In that case, she asked, did I want to attend a sherry party at Clarence House the next day? This was at the invitation of Her Majesty Queen Elizabeth the Queen Mother, who lived at Clarence House and was an honorary bencher of the Middle Temple. I promised not to tell anybody about this invitation.
By breakfast on Sunday the party was common knowledge, but nobody knew who was going or how to get an invitation. I kept quiet. There was a rumour that Her Majesty Queen Elizabeth II would also be there.
At Sunday lunchtime I found myself in a queue at the front door of Clarence House. There were about twelve people in the queue, all in suits. I was the last person in line.
Two tall guardsmen in splendid uniforms and beaver hats stood by the door. An equerry came out to greet us, and spoke in turn to each person in the line. He had no written notes, but he knew my full name, the university I was at, my father’s name, and the fact that he was a psychologist in the health service.

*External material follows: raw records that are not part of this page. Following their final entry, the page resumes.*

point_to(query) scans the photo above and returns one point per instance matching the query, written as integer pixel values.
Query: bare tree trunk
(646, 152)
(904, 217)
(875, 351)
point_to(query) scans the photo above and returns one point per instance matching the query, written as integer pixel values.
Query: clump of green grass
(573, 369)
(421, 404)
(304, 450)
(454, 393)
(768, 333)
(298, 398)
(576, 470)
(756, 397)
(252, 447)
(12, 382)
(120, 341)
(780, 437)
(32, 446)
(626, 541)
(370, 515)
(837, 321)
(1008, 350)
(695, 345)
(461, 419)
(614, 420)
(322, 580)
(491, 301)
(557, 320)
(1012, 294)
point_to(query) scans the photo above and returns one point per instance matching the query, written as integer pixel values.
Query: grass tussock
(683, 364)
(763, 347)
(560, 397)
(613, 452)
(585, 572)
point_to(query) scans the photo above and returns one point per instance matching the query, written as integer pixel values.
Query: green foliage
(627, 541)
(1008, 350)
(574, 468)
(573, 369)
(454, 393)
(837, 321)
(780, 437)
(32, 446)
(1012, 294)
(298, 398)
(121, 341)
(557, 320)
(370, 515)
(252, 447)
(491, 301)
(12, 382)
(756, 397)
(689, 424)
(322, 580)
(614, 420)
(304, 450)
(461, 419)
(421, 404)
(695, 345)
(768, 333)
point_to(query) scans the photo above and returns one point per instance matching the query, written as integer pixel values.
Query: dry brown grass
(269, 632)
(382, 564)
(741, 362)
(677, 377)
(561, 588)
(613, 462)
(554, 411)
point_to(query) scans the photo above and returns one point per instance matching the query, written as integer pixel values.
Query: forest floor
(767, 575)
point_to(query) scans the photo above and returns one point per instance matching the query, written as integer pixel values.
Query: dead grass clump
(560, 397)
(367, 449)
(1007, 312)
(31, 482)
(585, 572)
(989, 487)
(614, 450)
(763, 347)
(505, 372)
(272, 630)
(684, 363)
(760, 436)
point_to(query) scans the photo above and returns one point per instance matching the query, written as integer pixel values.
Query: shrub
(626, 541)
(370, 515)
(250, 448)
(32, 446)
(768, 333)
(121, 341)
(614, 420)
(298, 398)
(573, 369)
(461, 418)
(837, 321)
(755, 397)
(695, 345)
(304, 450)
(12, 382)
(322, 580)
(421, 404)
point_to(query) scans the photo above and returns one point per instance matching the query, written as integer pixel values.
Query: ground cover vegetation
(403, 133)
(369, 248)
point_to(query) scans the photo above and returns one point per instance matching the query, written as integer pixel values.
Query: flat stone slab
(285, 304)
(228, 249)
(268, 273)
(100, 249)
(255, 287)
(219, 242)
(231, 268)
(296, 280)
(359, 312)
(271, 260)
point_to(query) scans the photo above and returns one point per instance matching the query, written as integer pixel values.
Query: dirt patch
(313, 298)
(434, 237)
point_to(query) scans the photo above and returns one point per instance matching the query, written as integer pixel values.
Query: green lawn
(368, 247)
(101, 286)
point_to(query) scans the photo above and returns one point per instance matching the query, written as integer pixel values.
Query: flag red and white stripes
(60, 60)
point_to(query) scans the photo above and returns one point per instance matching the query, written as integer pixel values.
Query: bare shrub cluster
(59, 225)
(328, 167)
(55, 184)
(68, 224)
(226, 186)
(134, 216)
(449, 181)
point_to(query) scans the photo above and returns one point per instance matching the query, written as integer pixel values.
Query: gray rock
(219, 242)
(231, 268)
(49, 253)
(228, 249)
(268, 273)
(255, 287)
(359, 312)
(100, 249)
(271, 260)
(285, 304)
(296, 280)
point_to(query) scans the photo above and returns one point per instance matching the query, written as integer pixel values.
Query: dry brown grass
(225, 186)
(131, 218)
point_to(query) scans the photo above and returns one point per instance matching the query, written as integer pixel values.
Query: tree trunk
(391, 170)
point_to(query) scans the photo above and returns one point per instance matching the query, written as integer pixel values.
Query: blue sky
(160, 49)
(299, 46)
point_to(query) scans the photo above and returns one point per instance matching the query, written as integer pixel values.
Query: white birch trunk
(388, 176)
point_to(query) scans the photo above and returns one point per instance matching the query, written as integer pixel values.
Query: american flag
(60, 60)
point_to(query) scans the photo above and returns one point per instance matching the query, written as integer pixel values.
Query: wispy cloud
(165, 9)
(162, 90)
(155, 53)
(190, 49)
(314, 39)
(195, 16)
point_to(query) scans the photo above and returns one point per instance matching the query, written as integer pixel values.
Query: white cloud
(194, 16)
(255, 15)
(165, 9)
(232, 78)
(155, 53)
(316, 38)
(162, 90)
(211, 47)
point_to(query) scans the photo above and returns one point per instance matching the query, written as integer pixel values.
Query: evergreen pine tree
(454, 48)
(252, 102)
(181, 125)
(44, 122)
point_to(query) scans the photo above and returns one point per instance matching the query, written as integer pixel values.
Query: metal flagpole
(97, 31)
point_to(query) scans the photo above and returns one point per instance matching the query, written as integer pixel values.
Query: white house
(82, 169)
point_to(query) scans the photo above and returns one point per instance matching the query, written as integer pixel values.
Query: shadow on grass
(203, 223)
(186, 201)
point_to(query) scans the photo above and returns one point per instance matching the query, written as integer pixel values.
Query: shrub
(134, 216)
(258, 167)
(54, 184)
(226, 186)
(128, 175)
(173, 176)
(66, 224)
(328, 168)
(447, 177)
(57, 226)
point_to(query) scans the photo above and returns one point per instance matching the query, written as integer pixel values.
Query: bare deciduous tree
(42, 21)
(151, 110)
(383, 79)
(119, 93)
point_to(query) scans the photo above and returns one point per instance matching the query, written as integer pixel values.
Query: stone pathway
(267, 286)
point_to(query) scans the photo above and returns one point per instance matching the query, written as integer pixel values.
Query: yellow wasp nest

He asked casually which hospital my father worked at.
At that moment another suit joined the end of the queue. Inside the suit was a famous county court judge. He had also heard the rumour, and decided to attend. He introduced himself to the equerry, stated that he was one of Her Majesty’s judges, and demanded to be let in. The equerry said evenly that he could not admit anybody, not the Lord Chancellor himself, if his name was not on the guest list. He asked the judge to leave.
The judge refused to move. The equerry spoke briefly to the two guardsmen, who took the judge gently but firmly by both arms and escorted him away, his feet barely touching the gravel. He spluttered with indignation: “You cannot do this! I am one of Her Majesty’s judges! I know the law on habeas corpus!”
After a brief summary of Royal etiquette, the equerry opened the front door and we were admitted.